Background and Objectives: Bacteremia is diagnosed based on clinical suspicion and positive blood cultures. In the past it was a common practice to obtain both aerobic and anaerobic blood cultures from children presenting in the emergency department (ED) with suspected bacteremia, however few reports demonstrated a very low yield of anaerobic blood cultures in the pediatric population.
Our study assessed the yield of obtaining anaerobic blood cultures in the ED set up.
Methods: In this retrospective study, clinical and laboratory data of all children of whom blood cultures were taken in the ED in a single tertiary center from 2007 to 2015 was collected. The incidence and characteristics of children with positive anaerobic blood cultures was assessed.

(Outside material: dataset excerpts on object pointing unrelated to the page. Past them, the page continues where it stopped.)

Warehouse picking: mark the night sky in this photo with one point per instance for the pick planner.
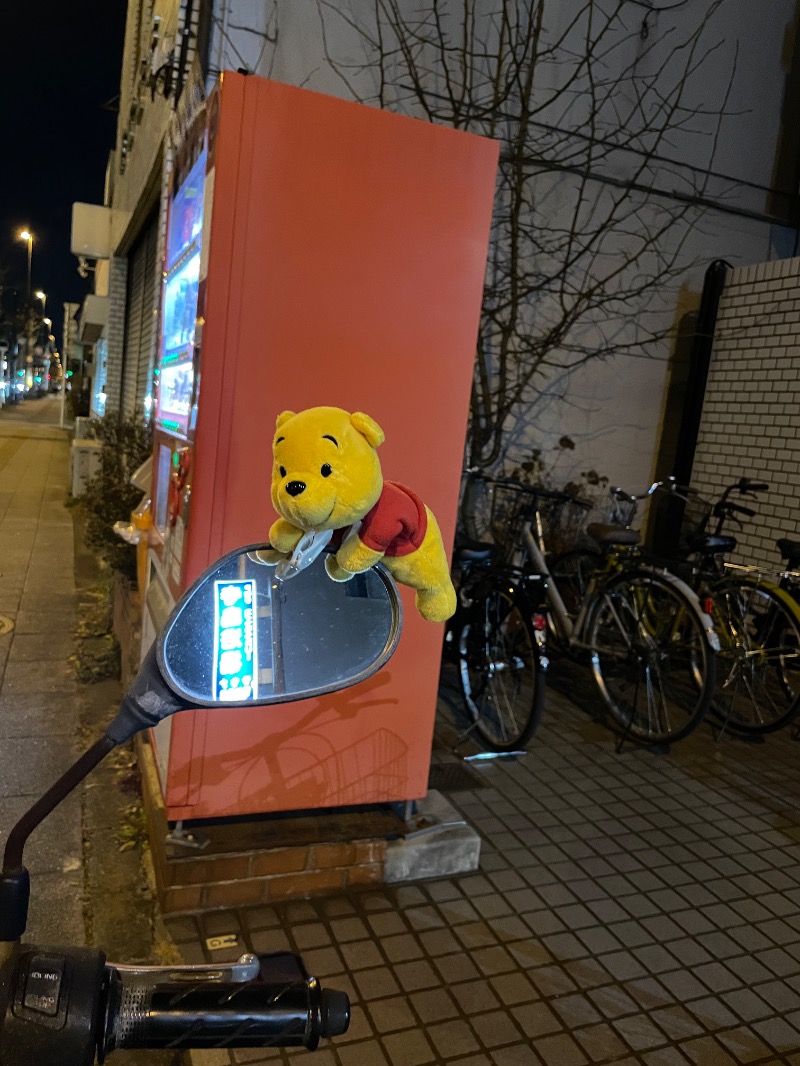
(61, 74)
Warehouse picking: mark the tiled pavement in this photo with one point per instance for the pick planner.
(629, 908)
(38, 711)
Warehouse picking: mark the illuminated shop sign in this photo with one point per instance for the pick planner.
(235, 643)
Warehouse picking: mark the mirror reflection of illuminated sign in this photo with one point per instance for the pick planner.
(235, 676)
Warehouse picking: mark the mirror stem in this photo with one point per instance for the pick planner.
(14, 883)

Results: During the study period, 68304 blood cultures were drawn in the ER. Of these, 3349 were positive (4.9%). After reviewing the data, we show that only 33 (0.05% of all cultures; 0.99% of positive cultures) of these cultures represent pathogenic anaerobic bacteremia. Leading risk factors for true anaerobic bacteremia are acute abdomen and suspected abscess (mastoiditis, dental abscess, etc.).
Conclusion: True anaerobic bacteremia is extremely rare in low risk children. Using anaerobic blood cultures in the pediatric ER is not justified due to its extremely low yield and high cost. Moreover, omitting the use of anaerobic cultures may increase the volume of blood used for aerobic cultures, thus increasing its yield. In high risk children, both types of blood cultures should be used.